Run: 018 · Date: 2026-05-06 · Phase 5 author · Assignment: Glossary for Humans
The Next Chapter codebase has 25+ technical concepts that Charlie and Bear will encounter while building features. After reading every relevant source file (permissions.ts, circuit-breaker.ts, tickets.ts, handoff.ts, the feature definitions in defs/, the webhook routes, and the alert system), I produced a 27 entry glossary, a 5 cluster concept map, and translations of the 9 most likely error messages. Every translation is grounded in what the code actually does, not abstract definitions. The glossary avoids teaching computer science. It tells Charlie and Bear: what is this thing, why does it exist, and where will you bump into it.
I do not know what error messages the UI actually renders to the user. I read the backend functions that generate errors and reasons (like gateReason() in permissions.ts), but I have not seen the React components that display them. If the frontend wraps these in different language, the error translations below may not match what Charlie and Bear actually see on screen. A follow up pass through the UI components would close this gap.
Across runs 003, 008, and now 018, the recurring pattern is: the system's vocabulary splits into two worlds. The code speaks in short function names (canUse, checkBudget, isPromotable) that are clear to engineers but opaque to interns. The UI speaks in labels ("View Meetings List", "Promote to Deal") that are clear to users but disconnected from the code vocabulary. This glossary bridges the two. Charlie and Bear will hear both vocabularies when reading code with Claude Code, and they need a lookup table to connect them.

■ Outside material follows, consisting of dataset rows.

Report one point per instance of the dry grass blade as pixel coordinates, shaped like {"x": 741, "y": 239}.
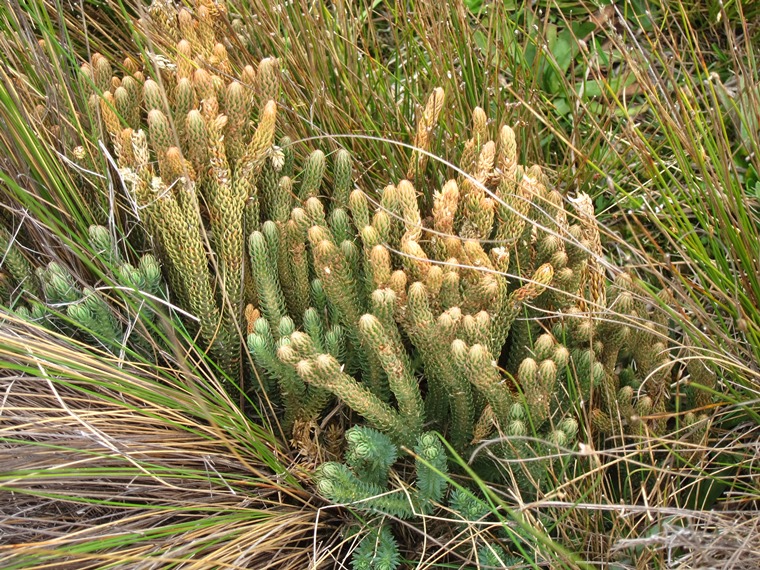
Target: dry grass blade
{"x": 104, "y": 466}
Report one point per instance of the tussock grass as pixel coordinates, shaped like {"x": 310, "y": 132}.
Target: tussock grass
{"x": 106, "y": 462}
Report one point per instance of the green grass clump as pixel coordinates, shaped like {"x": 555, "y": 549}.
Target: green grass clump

This run forced me to translate a complete system, not just spot check a report for leaked jargon. The difference: when you translate one report, you can substitute words in isolation. When you translate an entire architecture, you have to explain how concepts connect to each other. The concept map was harder than the glossary because it required showing relationships, not just definitions. Going forward, I will produce a concept map alongside any glossary, because isolated definitions without connections leave the reader stranded. I also learned that error messages are the most important translation target. Charlie and Bear will not read the glossary for fun. They will read it when they hit a wall and need to understand what happened. The error translation table is where this glossary will earn its keep.